The working muscle shortens during the concentric (lifting) phase of the movement and lengthens during the eccentric (lowering) phase. Lots of people focus on the lifting phase, but how many of you focus on your technique and the time it takes you to lower weight?
We are all guilty of this at some point, which is where resistance bands can be our savior. With the use of resistance bands, the muscle is provided with constant tension and both concentric and eccentric phases are controlled. This places a new demand on the muscles which allows them to not only grow and develop, but also assists in correcting inefficient movement patterns.
We recommend starting out with a medium-heavy resistance band and progressing up to a heavy resistance band when performing the following exercises.
1. Monster Walks (laterally)
Keeping the knees externally rotated works the gluteus maximus, whilst stepping outwards (abduction) against tension works the gluteus medius.

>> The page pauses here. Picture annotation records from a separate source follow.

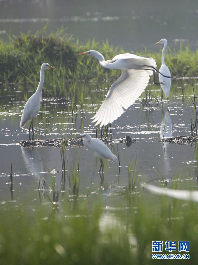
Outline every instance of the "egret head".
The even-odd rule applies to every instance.
[[[87,133],[87,132],[84,132],[83,134],[82,134],[82,135],[80,135],[79,136],[78,136],[77,137],[76,137],[76,139],[77,139],[78,138],[84,138],[84,139],[85,138],[86,139],[91,139],[91,137],[89,133]]]
[[[162,39],[159,42],[156,42],[155,44],[167,44],[167,41],[165,39]]]
[[[48,63],[44,63],[43,64],[41,65],[41,68],[44,70],[45,70],[45,69],[49,69],[49,68],[51,68],[52,69],[54,69],[55,70],[56,70],[56,68],[55,68],[55,67],[53,67],[53,66],[52,66]]]

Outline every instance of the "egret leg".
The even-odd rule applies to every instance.
[[[169,102],[168,97],[167,97],[167,108],[168,108]]]
[[[164,77],[166,77],[167,78],[171,78],[171,79],[178,79],[178,78],[177,77],[174,77],[173,76],[168,76],[167,75],[165,75],[164,74],[162,74],[161,72],[160,72],[155,67],[154,67],[154,66],[150,66],[150,65],[143,65],[144,66],[146,66],[147,67],[150,67],[151,68],[152,68],[153,69],[154,69],[158,73],[159,73],[160,74],[161,74],[162,75],[163,75]]]
[[[100,169],[99,169],[99,172],[100,172],[100,170],[101,170],[101,168],[102,168],[102,172],[103,172],[104,171],[104,164],[103,164],[103,162],[102,162],[102,160],[101,158],[100,158]]]
[[[101,173],[100,172],[99,173],[99,174],[100,175],[100,184],[101,185],[102,185],[103,183],[104,182],[104,174],[103,174],[103,172],[102,172],[102,175],[101,175]]]
[[[157,86],[163,86],[163,85],[165,85],[166,83],[163,81],[163,82],[155,82],[155,70],[152,70],[152,69],[146,69],[145,68],[142,68],[143,70],[149,70],[150,71],[153,71],[153,83],[155,84],[155,85],[157,85]]]
[[[31,120],[31,123],[30,123],[30,127],[29,127],[29,139],[30,140],[31,140],[30,139],[30,128],[31,128],[31,126],[32,125],[32,120]]]
[[[33,127],[33,119],[32,120],[32,140],[34,140],[34,128]]]

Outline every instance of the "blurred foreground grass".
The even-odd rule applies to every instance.
[[[94,82],[95,86],[99,88],[109,88],[118,78],[120,71],[101,67],[93,57],[78,57],[76,54],[95,49],[108,59],[116,54],[131,52],[121,47],[114,47],[107,40],[102,45],[94,39],[80,44],[77,39],[68,36],[63,27],[49,34],[47,34],[44,28],[34,35],[29,32],[27,34],[21,33],[19,37],[11,37],[9,43],[0,41],[1,86],[13,83],[17,90],[20,89],[20,84],[24,86],[26,84],[28,88],[28,84],[31,84],[35,90],[41,64],[47,62],[57,70],[45,72],[44,96],[72,97],[72,92],[77,83],[83,86],[89,80]],[[135,52],[138,55],[153,57],[159,69],[161,66],[160,48],[157,52],[150,52],[146,48]],[[197,76],[198,59],[198,50],[191,50],[189,46],[183,47],[182,44],[178,50],[168,48],[165,55],[166,63],[172,75],[177,77]],[[107,80],[108,82],[103,85],[104,80]]]
[[[46,202],[31,210],[2,205],[1,264],[197,264],[197,204],[141,193],[128,194],[127,207],[109,213],[99,196],[92,204],[88,198],[61,200],[56,210]],[[152,260],[154,240],[163,241],[160,254],[190,259]],[[164,251],[167,240],[176,241],[173,253]],[[179,240],[189,241],[189,252],[178,252]]]

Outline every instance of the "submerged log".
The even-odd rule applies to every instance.
[[[198,143],[198,137],[182,136],[176,136],[175,137],[165,138],[162,141],[180,145],[186,143],[195,144],[196,143]]]
[[[75,146],[83,145],[83,139],[79,138],[70,138],[67,139],[62,139],[61,138],[57,138],[52,140],[41,140],[39,139],[35,140],[25,140],[21,141],[19,145],[24,147],[30,147],[32,146],[39,147],[40,146],[53,146],[54,147],[60,147],[62,142],[67,146]],[[103,138],[99,139],[101,141],[106,144],[115,144],[118,142],[115,140],[112,140],[109,138]],[[65,142],[66,142],[65,143]]]
[[[67,139],[57,138],[51,140],[41,140],[39,139],[35,140],[25,140],[21,141],[19,145],[24,147],[31,147],[33,146],[37,147],[41,146],[60,147],[62,143],[66,145],[69,146],[79,146],[83,145],[83,140],[82,138],[68,138]],[[99,140],[106,144],[115,144],[116,143],[125,142],[127,146],[130,146],[132,143],[136,141],[135,140],[131,139],[129,136],[127,136],[126,140],[113,140],[110,138],[99,138]],[[128,145],[128,144],[129,143],[130,144]]]

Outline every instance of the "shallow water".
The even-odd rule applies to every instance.
[[[157,97],[159,102],[153,99],[150,104],[143,106],[140,99],[112,124],[112,132],[109,130],[109,136],[116,140],[116,143],[109,145],[109,147],[116,155],[118,149],[121,167],[119,167],[118,163],[105,161],[104,179],[102,175],[98,173],[99,160],[89,150],[83,147],[67,147],[67,171],[66,185],[63,188],[66,191],[66,194],[70,194],[72,198],[73,195],[69,180],[72,175],[71,171],[75,171],[74,167],[76,167],[77,172],[79,160],[78,200],[84,199],[88,193],[92,199],[97,200],[97,195],[100,194],[101,198],[105,202],[106,206],[110,209],[118,207],[123,209],[126,207],[126,202],[121,200],[118,202],[119,199],[116,194],[118,192],[124,193],[126,187],[128,186],[129,181],[131,180],[136,163],[136,188],[134,188],[134,192],[137,191],[138,182],[141,187],[146,183],[151,182],[158,185],[162,181],[171,188],[173,183],[177,181],[179,189],[196,189],[196,146],[189,144],[163,144],[161,140],[164,130],[164,137],[190,135],[190,118],[193,117],[190,107],[192,92],[190,82],[187,81],[183,84],[183,101],[181,88],[177,81],[173,82],[168,111],[166,101],[164,100],[162,104],[160,102],[160,89],[152,85],[150,89],[151,93]],[[97,98],[97,92],[92,93]],[[22,96],[20,94],[13,92],[13,95],[6,95],[1,99],[1,201],[4,204],[3,208],[9,208],[9,202],[12,198],[8,182],[11,163],[14,190],[13,200],[18,206],[17,207],[27,203],[28,208],[32,210],[33,207],[34,208],[40,203],[38,191],[40,177],[44,178],[50,189],[52,176],[54,177],[50,173],[55,169],[53,173],[56,176],[57,190],[61,196],[65,193],[61,192],[62,171],[60,148],[25,148],[19,145],[21,140],[28,139],[29,126],[26,125],[23,130],[19,127],[24,104],[19,99]],[[88,95],[85,95],[86,99],[83,113],[81,113],[80,106],[76,102],[78,110],[73,113],[73,117],[70,112],[66,111],[66,103],[57,104],[54,99],[44,99],[39,115],[34,121],[35,139],[65,138],[69,133],[70,137],[74,137],[84,131],[95,137],[95,129],[89,118],[93,114],[91,100]],[[122,138],[128,135],[136,141],[129,147],[120,142]],[[141,192],[143,191],[144,193],[149,193],[143,188],[140,188]],[[29,198],[30,195],[31,201],[27,201],[27,196]],[[111,195],[116,198],[110,199],[109,197]]]
[[[80,42],[108,39],[129,52],[145,47],[158,50],[154,44],[163,38],[171,48],[181,42],[197,45],[196,1],[28,0],[1,1],[0,5],[0,33],[5,39],[20,32],[33,34],[47,23],[49,32],[63,25]]]

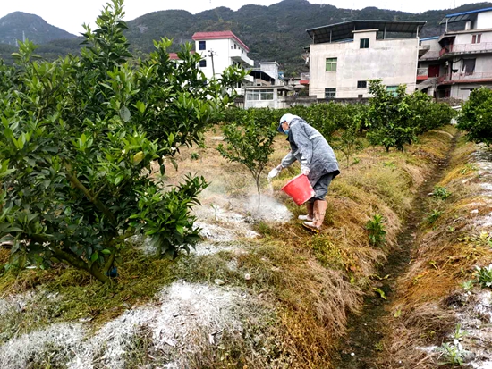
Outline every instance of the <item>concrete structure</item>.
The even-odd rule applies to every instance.
[[[309,54],[310,96],[366,98],[368,80],[374,79],[382,80],[390,90],[405,84],[407,92],[413,92],[420,53],[418,35],[424,24],[352,21],[308,29],[312,39]]]
[[[463,29],[449,30],[453,23]],[[419,60],[418,88],[462,100],[480,86],[492,88],[492,8],[448,14],[441,24],[443,35],[420,41],[428,51]]]
[[[233,65],[244,69],[254,66],[254,62],[248,57],[250,48],[230,30],[196,32],[192,38],[196,52],[202,57],[199,68],[208,79],[219,78],[225,68]],[[253,78],[246,76],[243,83],[238,86],[237,93],[243,95],[243,85],[252,82]]]
[[[289,96],[293,96],[294,89],[284,80],[284,73],[278,71],[278,63],[259,63],[259,69],[250,72],[253,83],[245,86],[244,108],[269,107],[272,109],[288,107]],[[292,100],[292,99],[291,99]]]

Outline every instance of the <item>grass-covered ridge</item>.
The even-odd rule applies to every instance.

By making sure the resistance band stays stretched throughout the exercises, the glutes on both legs will get a thorough work out.
Step 1: Place band over the top of the legs
Step 2: Take a step slightly wider than hip width apart
Step 3: Lower yourself into a squat, sticking your bottom out behind you
Step 4: Take and step and then drag the other foot together, be sure not to raise up out of the squat
TARGET MUSCLES: Gluteus medius and maximus
SETS & REPS: 8 side steps (out & back) x 5
TEMPO: Slow and controlled
FREQUENCY: Include twice a week into strength sessions with lower body work
2. Monster Walks (Forward/Backward)
Works your hip flexors, extensors and abductors, providing a great all-around strengthening workout for your hips.
Step 1: Place band around tops of the knees
Step 2: Take a step to the right and drag the opposite toe to heel, repeat taking a step in the opposite direction
Step 3: Repeat for 20-30 meters, then reverse the process out to step backwards on a diagonal
TARGET MUSCLES: Gluteus medius and maximus
SETS & REPS: 20-30m (out & back) x 5
TEMPO: Slow and controlled
FREQUENCY: Include twice a week into strength sessions with lower body work
3. Clamshells
Correcting dysfunctional movement patterns and strengthening muscles that externally rotate the hip is important – enter the clamshells.
Place your hand on your hip to cue the body not to rock backwards during the rotation and increase activation of the muscle.
Step 1: Place band around top of the knees
Step 2: Lay on one side with knees bent, ankles together and feet in line with bottom
Step 3: Rotate from the hip, making sure you do not roll back. You are lifting from the glute only, aiming to isolate the area and feel the contraction.
TARGET MUSCLES: Gluteus medius and maximus
SETS & REPS: 20-25 reps per side x 3-5 sets
TEMPO: Slow and controlled
FREQUENCY: Include twice a week into strength sessions with lower body work
4. Straight Leg Kickback
Set up on your hands and knees with your hands under your shoulders and your knees under your hips. Flex your feet. Kick one leg back driving through the heel squeezing the glute as you lift the leg. Do not move your lower back, the aim is to keep your torso as stable as possible, contracting through the abdominal cavity and isolating the glute, hamstring and calves.
Step 1: Place a loop band around your feet
Step 2: Take a 4 point kneeling position on the ground
Step 3: Firmly plant one foot onto the ground as you slowly extend the opposite back straight
Step 4: Be sure to keep your torso stable, low back still and abdominals contracted throughout
TARGET MUSCLES: Gluteus medius and maximus
SETS & REPS: 10-15 reps per side x 3-5 sets
TEMPO: Slow and controlled
FREQUENCY: Include twice a week into strength sessions with lower body work
And there you have it!. Our top 4 exercises to increase your Glute Medius strength and start building a better butt today!.